En segundo término, y por lo que respecta a la aplicación analógica de la solución contemplada en los artículos 26.4 y 150-3 de la Ley General Tributaria , ha de indicarse que de dichos preceptos no se deduce, como entiende la Audiencia Nacional, que los descuentos se realicen al final del plazo sino que lo pretendido por el legislador es que los descuentos se computen cuando se producen las dilaciones o los incumplimientos de los plazos.
El
artículo 26.4 señala expresamente que no se exigirán intereses de demora
'desde el momento en que la Administración incumpla
por causa imputable a la misma alguno de los plazos fijados en esta Ley
Ambos preceptos, por tanto, relacionan el periodo en que no se han de devengar intereses con el periodo de incumplimiento.

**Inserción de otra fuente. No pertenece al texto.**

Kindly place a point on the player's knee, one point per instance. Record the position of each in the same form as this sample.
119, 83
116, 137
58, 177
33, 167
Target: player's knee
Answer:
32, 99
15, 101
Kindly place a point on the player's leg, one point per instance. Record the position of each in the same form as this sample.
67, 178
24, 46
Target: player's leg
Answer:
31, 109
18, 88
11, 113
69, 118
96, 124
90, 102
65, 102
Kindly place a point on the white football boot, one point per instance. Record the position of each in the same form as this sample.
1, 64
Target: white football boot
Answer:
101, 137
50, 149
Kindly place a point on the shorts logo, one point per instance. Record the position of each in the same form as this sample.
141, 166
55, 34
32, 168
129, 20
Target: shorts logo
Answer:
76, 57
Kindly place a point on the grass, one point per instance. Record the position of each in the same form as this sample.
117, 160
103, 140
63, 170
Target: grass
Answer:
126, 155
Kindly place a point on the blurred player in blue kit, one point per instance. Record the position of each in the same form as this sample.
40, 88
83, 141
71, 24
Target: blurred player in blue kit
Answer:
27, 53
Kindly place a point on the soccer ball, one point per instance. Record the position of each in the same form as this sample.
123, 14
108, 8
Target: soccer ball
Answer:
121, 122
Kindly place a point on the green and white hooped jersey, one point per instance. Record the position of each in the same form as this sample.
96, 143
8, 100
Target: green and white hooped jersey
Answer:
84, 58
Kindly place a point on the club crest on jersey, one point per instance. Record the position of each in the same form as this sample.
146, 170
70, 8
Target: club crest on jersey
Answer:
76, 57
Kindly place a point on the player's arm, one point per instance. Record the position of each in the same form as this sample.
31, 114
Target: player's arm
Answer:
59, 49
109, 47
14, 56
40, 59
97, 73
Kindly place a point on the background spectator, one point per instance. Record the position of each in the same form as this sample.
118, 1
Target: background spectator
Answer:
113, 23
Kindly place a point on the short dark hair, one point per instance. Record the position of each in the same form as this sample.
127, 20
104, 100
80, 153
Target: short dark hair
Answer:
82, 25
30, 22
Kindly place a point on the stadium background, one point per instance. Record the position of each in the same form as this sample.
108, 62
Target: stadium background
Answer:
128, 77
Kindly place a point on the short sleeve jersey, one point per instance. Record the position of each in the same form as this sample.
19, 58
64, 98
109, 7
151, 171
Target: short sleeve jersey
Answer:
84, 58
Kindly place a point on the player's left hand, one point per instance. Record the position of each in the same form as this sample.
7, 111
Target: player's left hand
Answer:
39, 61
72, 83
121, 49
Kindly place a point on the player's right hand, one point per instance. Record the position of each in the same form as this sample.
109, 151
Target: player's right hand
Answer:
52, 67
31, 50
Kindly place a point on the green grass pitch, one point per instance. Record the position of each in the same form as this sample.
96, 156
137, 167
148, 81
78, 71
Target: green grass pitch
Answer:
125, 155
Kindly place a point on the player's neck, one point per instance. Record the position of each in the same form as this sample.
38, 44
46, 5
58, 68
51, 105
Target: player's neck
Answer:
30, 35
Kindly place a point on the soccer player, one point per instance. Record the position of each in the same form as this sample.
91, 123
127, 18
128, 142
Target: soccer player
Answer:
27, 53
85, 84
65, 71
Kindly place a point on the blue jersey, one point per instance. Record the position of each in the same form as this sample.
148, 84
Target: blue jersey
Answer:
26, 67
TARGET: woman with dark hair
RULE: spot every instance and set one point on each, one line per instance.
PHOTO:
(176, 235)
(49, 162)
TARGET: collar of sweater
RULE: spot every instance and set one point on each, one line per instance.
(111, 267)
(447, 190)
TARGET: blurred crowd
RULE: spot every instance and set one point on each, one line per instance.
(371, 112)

Lo que ordena el legislador es que en el periodo del incumplimiento de plazo no se generen intereses y no, como pretende la Audiencia Nacional, que tal periodo se compute al final del procedimiento. Por consiguiente, no resulta conforme a Derecho la interpretación efectuada por el Tribunal de instancia en el sentido de entender que las dilaciones han de computarse al final del plazo.
Para esta Sala, los días de dilación para el cálculo de los intereses han de atribuirse y descontarse en las fechas concretas en que se produjeron.
Al estimar el motivo de casación por vulneración del recto sentido del art. 32.2 de la Ley General Tributaria , debe casarse y anularse la sentencia en este punto del cómputo de los intereses de demora correspondientes al ejercicio 2001 por ser improcedente la forma de cálculo de los intereses a abonar a la recurrente practicada en el acuerdo de liquidación relativo a 2001 y confirmado por la sentencia recurrida.
La Inspección, al regularizar la situación de la recurrente, modificó la imputación temporal de ciertas partidas integrantes de la base imponible del Impuesto sobre Sociedades, de modo que se incrementaron las bases de ejercicios anteriores (1998 a 2000) y, correlativamente , disminuyeron las de los ejercicios siguientes, entre los que se encuentran los ejercicios 2002 y 2003. Las liquidaciones a ingresar fueron exigidas en su día con intereses de demora, mientras que en las liquidaciones a devolver correspondientes a los ejercicios 2002 y 2003, objeto de la sentencia que ahora se impugna, la Administración Tributaria rechazó abonar tales intereses, alegando que no se trata de una devolución de 'ingresos indebidos' sino una devolución 'derivada de la normativa del tributo'.
Ya entonces consideró la recurrente que dado que en aquellos ejercicios anteriores sí se exigieron intereses de demora a la entidad bancaria, no reconocerlos después era un atentado a la justicia. Sería una evidente incoherencia que por virtud de la misma actuación inspectora se devenguen intereses cuando la liquidación es positiva, a favor de la Administración, y no se devenguen a favor del contribuyente cuando la liquidación arroja una cantidad a devolver.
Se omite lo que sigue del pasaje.